In any event, as I have repeated time after time, the fact that something is offensive to someone is not in itself sufficient reason for banning it. After all, the right to free speech would have precious little meaning if it was restricted in scope to speech which no one would ever want to silence. But, as we see time and again, that is the road down which this country is heading, at a pretty rapid rate. And, as the behaviour of the complainant in this case demonstrates, there is no shortage of people who not only support the suppression of free speech, but are also willing to assist in it, by becoming informers against those who transgress against the state's notion of acceptable language.

Tuesday, 20 May 2008

The banned C word

Yes, 'cult'. This is the word that has led to a fifteen-year-old boy being taken to court, after participating in a protest against the Church of Scientology, outside the organisation's headquarters in the City of London. During the protest, the unnamed malefactor held a placard which read "Scientology is not a religion, it is a dangerous cult". A police officer immediately informed him that the word 'cult' was prohibited, and he was subsequently told that his sign violated section 5 of the Public Order Act 1986, and was "strongly advised" to remove the offending placard. When the teenager refused to do so, he was handed a court summons, and the sign was confiscated. According to the City of London Police (whose officers, incidentally, have something of a track record of taking bribes gifts from the Scientologists), the matter will now be referred to the Crown Prosecution Service.

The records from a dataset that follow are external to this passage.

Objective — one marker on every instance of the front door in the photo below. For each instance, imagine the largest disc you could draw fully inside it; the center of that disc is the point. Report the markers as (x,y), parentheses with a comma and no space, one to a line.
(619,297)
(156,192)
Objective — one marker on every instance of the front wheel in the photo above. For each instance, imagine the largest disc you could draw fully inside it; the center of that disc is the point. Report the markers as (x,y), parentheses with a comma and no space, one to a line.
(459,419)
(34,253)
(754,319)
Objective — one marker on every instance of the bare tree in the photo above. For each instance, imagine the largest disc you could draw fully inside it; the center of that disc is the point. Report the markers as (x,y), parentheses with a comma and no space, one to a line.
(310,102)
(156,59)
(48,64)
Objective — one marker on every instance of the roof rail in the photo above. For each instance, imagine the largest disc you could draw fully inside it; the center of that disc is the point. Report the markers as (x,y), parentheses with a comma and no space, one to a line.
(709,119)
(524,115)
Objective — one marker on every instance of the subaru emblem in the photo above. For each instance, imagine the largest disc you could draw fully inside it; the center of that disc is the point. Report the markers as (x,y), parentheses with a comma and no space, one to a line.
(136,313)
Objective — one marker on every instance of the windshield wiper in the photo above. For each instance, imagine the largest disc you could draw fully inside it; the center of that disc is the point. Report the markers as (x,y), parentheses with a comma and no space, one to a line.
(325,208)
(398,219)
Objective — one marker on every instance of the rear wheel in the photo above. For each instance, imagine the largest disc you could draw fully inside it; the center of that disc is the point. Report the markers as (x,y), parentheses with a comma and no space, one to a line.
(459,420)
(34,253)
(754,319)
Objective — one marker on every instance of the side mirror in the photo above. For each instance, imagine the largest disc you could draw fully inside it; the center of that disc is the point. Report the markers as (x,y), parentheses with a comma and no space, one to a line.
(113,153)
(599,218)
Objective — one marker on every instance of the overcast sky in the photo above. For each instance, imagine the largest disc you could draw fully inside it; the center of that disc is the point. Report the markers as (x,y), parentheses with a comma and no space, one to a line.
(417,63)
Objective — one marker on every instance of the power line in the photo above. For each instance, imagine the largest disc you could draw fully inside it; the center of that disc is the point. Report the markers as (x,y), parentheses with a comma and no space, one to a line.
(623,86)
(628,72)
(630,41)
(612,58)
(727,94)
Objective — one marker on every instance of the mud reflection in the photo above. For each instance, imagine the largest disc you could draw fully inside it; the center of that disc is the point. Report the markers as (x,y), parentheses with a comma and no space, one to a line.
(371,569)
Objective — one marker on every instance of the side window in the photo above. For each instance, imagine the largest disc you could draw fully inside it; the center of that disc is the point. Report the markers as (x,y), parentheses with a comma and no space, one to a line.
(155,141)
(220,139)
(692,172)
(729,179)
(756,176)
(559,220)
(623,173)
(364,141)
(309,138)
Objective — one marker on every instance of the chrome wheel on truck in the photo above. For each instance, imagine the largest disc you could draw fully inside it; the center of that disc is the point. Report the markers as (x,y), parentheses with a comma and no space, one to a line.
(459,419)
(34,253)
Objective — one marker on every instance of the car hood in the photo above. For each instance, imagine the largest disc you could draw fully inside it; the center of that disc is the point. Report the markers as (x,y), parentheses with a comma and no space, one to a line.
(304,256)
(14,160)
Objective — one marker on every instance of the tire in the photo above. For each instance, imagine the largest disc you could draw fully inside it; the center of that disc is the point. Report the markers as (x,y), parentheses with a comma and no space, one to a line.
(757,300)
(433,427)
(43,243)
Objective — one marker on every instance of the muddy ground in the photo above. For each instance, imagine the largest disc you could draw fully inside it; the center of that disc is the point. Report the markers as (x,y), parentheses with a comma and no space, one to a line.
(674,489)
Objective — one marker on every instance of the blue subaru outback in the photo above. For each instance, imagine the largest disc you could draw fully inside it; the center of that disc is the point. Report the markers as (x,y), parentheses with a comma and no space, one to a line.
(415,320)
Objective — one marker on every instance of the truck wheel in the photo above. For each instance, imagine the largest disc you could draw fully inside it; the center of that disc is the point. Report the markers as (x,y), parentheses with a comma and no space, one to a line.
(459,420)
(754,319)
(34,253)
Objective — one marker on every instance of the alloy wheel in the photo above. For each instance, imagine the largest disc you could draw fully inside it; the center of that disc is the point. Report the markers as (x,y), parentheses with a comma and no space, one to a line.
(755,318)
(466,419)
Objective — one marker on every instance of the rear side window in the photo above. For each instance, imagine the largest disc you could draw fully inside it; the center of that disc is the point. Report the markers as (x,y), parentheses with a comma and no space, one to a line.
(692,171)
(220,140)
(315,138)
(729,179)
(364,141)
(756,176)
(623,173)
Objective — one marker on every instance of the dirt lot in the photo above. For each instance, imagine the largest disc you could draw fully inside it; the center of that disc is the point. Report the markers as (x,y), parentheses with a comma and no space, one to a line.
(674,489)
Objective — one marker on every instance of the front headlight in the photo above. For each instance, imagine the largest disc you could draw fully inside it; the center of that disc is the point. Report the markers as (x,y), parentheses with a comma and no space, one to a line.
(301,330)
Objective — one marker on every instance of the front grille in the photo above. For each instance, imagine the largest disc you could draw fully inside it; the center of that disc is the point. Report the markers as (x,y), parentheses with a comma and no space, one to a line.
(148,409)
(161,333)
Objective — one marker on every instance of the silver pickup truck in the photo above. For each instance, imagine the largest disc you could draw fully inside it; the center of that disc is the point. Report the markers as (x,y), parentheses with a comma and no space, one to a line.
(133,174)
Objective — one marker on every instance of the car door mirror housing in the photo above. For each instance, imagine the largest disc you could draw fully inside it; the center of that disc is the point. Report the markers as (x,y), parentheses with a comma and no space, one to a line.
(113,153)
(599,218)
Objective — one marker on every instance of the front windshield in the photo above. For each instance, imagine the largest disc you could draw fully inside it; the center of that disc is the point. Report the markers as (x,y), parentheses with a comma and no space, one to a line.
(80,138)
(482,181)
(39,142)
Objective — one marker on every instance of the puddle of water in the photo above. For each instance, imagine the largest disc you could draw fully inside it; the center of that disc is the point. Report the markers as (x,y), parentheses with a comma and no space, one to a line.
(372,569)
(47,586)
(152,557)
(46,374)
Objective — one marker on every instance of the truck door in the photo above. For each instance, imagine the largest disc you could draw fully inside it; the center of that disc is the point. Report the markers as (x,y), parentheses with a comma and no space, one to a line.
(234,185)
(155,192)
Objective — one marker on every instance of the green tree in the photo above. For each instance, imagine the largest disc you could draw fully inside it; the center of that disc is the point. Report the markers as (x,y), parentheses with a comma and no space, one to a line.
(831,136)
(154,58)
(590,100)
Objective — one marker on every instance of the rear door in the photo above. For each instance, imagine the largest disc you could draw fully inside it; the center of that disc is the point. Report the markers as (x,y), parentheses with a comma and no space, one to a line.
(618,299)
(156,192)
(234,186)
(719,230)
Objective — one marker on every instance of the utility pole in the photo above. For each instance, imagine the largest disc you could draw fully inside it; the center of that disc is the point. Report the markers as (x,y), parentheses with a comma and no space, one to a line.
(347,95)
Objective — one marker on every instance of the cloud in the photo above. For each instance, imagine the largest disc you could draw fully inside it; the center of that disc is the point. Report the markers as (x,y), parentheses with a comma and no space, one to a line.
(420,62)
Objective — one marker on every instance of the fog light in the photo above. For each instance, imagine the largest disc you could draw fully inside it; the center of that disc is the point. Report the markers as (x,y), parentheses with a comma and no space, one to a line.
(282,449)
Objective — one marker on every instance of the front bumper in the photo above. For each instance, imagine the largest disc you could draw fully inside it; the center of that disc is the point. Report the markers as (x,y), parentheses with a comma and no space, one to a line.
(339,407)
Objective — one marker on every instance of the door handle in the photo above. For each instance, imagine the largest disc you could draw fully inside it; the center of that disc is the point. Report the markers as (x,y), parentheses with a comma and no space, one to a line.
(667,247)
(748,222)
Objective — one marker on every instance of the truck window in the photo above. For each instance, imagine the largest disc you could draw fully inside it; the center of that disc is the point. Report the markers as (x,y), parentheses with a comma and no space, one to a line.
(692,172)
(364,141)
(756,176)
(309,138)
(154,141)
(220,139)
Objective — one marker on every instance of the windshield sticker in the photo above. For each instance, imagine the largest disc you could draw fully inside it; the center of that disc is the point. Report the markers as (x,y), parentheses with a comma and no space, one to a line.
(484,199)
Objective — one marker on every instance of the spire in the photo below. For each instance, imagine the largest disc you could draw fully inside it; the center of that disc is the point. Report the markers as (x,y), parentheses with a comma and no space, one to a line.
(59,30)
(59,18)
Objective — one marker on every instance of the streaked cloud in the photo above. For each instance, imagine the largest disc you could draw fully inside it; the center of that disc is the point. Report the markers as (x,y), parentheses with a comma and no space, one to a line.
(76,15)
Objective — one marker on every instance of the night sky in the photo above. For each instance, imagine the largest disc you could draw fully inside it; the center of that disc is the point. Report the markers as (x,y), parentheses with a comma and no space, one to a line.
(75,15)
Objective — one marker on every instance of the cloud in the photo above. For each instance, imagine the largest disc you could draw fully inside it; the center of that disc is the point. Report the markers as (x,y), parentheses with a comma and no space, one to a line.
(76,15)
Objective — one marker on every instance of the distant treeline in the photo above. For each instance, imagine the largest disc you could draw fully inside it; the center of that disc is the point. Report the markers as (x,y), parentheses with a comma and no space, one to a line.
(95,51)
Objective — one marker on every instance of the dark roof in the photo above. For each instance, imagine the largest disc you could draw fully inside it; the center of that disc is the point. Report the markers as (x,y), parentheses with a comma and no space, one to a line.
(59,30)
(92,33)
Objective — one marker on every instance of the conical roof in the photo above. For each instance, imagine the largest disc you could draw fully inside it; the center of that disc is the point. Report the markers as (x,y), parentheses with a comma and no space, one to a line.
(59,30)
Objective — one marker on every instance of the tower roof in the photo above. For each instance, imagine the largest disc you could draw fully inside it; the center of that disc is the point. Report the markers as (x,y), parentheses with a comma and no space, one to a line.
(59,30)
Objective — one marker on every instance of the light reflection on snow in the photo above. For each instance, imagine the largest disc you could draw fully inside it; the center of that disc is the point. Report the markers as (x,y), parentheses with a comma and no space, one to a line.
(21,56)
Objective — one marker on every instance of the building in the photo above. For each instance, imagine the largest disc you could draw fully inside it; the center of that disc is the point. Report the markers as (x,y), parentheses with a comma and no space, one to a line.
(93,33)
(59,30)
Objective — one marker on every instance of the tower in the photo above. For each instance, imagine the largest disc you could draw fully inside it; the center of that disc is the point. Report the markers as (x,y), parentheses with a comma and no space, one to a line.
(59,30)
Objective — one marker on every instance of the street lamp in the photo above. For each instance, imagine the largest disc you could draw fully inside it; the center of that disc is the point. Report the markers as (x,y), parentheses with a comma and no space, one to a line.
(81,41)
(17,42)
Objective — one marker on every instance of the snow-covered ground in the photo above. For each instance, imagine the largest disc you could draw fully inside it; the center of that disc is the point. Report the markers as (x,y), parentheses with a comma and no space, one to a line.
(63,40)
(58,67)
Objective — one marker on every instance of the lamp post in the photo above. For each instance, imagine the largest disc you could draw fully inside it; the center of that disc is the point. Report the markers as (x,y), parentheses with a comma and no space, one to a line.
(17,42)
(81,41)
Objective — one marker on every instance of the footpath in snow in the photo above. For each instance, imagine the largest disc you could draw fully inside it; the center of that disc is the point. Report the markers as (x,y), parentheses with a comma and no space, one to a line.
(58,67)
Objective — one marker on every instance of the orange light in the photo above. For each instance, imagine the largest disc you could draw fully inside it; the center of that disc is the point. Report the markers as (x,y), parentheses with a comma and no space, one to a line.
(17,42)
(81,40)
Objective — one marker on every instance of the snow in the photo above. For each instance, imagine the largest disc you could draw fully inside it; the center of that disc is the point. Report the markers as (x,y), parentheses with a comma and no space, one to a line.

It seems that we can barely go a week in this country without hearing of the police taking action against some perfectly harmless person, for engaging in perfectly innocuous behaviour, on the grounds of that behaviour's real or (more often) imagined offensiveness to members of some minority group. A Down's Syndrome sufferer is subjected to a seven month investigation for having a playground spat with an Asian girl; a man is arrested for singing "I'd rather wear a turban"; an Oxford undergraduate is prosecuted for questioning the sexuality of a police horse. These are just a handful drawn from the growing litany of such absurd cases. What we are witnessing is nothing less than the eradication of our freedoms, in the name of non-offensiveness.

Sunday, 13 May 2007

Al-Beeb vs. The "Church" of Scientology

If this clip is anything to go by, then tomorrow's Panorama documentary on Scientology should be worth watching. The man in the video below is the programme's presenter, John Sweeney:



To put this in context, click here to read the Telegraph's description of events, or click here to watch a senior Scientologist throwing a tantrum of almost Sweeneyan proportions, in response to Sweeney's suggestion that Scientology is a "sinister cult".

Hmm. Scientologists vs. al-Beeb. One lot of deranged liars against another: which side is more loathsome?

Personally, I'm saying the BBC. At least I don't have to pay money to Scientologists. Although, on the other hand, BBC journalists don't stop me in the street and try to give me personality tests, so it's much of a muchness, really...

Update, 16th May: The plot thickens. The Guardian reports that the Scientologists are now threatening legal action. On what basis, I don't know.